语音识别 · 模型评估 · Processing（编程语言） · 峰值 · 端到端 ·

2023 年 7 月 6 日

翻译：用于端到端构音障碍语音处理任务的伽马通图表示：语音识别、说话人识别与清晰度评估

Aref Farhadipour,Hadi Veisi

from arxiv, 12 pages, 8 figures

Dysarthria is a disability that causes a disturbance in the human speech system and reduces the quality and intelligibility of a person's speech. Because of this effect, the normal speech processing systems can not work properly on impaired speech. This disability is usually associated with physical disabilities. Therefore, designing a system that can perform some tasks by receiving voice commands in the smart home can be a significant achievement. In this work, we introduce gammatonegram as an effective method to represent audio files with discriminative details, which is used as input for the convolutional neural network. On the other word, we convert each speech file into an image and propose image recognition system to classify speech in different scenarios. Proposed CNN is based on the transfer learning method on the pre-trained Alexnet. In this research, the efficiency of the proposed system for speech recognition, speaker identification, and intelligibility assessment is evaluated. According to the results on the UA dataset, the proposed speech recognition system achieved 91.29% accuracy in speaker-dependent mode, the speaker identification system acquired 87.74% accuracy in text-dependent mode, and the intelligibility assessment system achieved 96.47% accuracy in two-class mode. Finally, we propose a multi-network speech recognition system that works fully automatically. This system is located in a cascade arrangement with the two-class intelligibility assessment system, and the output of this system activates each one of the speech recognition networks. This architecture achieves an accuracy of 92.3% WRR. The source code of this paper is available.

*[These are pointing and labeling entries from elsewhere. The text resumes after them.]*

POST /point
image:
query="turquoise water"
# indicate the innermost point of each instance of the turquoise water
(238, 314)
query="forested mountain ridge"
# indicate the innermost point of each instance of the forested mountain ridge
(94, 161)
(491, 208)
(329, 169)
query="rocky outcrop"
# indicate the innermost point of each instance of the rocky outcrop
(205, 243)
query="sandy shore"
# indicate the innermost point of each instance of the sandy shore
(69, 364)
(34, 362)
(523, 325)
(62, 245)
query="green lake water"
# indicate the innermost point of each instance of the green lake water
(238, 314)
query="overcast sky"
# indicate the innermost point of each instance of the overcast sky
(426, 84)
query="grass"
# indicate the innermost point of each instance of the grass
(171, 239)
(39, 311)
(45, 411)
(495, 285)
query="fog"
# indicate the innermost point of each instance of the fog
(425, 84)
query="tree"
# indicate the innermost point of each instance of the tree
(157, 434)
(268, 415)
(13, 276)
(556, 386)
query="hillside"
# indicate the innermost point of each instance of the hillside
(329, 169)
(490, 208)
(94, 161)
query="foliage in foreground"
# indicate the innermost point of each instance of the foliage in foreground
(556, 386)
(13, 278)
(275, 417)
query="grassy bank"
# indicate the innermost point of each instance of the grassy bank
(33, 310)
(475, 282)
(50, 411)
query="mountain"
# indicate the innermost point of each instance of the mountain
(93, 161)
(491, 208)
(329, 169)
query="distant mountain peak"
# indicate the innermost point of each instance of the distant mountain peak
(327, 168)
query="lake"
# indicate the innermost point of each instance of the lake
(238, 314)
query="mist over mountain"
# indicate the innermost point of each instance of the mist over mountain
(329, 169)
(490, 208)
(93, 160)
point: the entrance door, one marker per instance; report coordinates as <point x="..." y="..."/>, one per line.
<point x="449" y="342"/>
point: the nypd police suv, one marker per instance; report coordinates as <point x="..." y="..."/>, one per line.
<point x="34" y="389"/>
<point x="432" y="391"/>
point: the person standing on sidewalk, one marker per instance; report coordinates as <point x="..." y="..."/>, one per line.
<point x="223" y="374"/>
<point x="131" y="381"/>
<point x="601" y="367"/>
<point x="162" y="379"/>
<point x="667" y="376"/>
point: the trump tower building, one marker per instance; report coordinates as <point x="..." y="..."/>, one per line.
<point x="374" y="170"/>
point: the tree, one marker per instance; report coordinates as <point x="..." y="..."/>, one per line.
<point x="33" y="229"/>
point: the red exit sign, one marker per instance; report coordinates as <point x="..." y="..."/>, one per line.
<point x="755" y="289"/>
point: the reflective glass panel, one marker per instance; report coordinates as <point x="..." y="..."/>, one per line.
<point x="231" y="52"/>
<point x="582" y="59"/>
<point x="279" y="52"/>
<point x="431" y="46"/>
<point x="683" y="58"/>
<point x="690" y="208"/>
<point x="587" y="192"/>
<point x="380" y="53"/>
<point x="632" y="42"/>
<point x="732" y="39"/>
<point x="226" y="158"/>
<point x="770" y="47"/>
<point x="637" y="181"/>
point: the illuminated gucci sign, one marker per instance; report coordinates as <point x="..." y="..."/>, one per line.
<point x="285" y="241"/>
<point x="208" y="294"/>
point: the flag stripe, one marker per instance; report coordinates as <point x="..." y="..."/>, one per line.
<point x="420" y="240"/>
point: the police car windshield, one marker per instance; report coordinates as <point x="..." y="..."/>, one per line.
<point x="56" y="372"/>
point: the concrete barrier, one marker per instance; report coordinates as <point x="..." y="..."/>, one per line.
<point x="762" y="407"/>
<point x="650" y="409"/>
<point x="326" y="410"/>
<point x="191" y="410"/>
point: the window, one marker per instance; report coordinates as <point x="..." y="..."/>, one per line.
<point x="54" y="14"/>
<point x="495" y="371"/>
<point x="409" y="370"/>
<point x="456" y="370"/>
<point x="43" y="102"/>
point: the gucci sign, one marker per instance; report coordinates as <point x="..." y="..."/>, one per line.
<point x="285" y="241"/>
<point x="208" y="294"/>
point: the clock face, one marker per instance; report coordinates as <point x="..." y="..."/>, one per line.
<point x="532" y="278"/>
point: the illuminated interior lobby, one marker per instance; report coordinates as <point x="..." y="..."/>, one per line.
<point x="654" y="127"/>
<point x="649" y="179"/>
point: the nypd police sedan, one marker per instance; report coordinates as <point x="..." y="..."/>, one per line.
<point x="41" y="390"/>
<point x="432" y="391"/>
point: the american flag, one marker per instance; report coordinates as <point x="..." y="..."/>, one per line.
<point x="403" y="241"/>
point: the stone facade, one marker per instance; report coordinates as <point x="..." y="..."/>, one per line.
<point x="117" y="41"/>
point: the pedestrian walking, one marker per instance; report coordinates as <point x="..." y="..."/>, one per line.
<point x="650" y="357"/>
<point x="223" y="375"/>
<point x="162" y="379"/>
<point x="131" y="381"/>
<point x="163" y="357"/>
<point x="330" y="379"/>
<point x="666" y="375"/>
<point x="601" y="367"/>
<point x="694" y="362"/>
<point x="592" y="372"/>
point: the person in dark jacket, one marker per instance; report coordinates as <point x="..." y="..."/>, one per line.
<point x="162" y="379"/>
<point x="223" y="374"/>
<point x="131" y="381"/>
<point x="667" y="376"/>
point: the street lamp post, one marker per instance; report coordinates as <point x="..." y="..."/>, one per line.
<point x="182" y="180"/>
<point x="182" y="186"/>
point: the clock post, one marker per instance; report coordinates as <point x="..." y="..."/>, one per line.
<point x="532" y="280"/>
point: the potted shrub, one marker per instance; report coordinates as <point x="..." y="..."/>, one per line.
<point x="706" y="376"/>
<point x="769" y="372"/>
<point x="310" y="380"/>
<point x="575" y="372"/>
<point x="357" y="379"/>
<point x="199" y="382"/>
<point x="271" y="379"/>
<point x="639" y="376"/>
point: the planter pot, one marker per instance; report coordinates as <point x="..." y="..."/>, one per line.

翻译：构音障碍是一种导致人类语音系统紊乱、降低语音质量和清晰度的残疾。受此影响，常规语音处理系统无法正常处理受损语音。该残疾通常伴随生理障碍。因此，设计一个能在智能家居中通过接收语音指令执行任务的系统具有重要意义。本研究提出将伽马通图作为一种有效方法，以包含判别性细节的方式表征音频文件，并将其作为卷积神经网络的输入。换言之，我们将每个语音文件转换为图像，并设计图像识别系统以在不同场景下对语音进行分类。所提出的CNN基于预训练Alexnet的迁移学习方法。本研究评估了该语音识别、说话人识别和清晰度评估系统的效率。在UA数据集上的实验结果显示：说话人依赖模式下语音识别系统准确率达91.29%，文本依赖模式下说话人识别系统准确率达87.74%，二分类模式下清晰度评估系统准确率达96.47%。最后，我们提出一种全自动多网络语音识别系统。该系统与二分类清晰度评估系统采用级联结构，后者的输出用于激活各语音识别网络。该架构实现了92.3%的单词识别率（WRR）。本文提供源代码。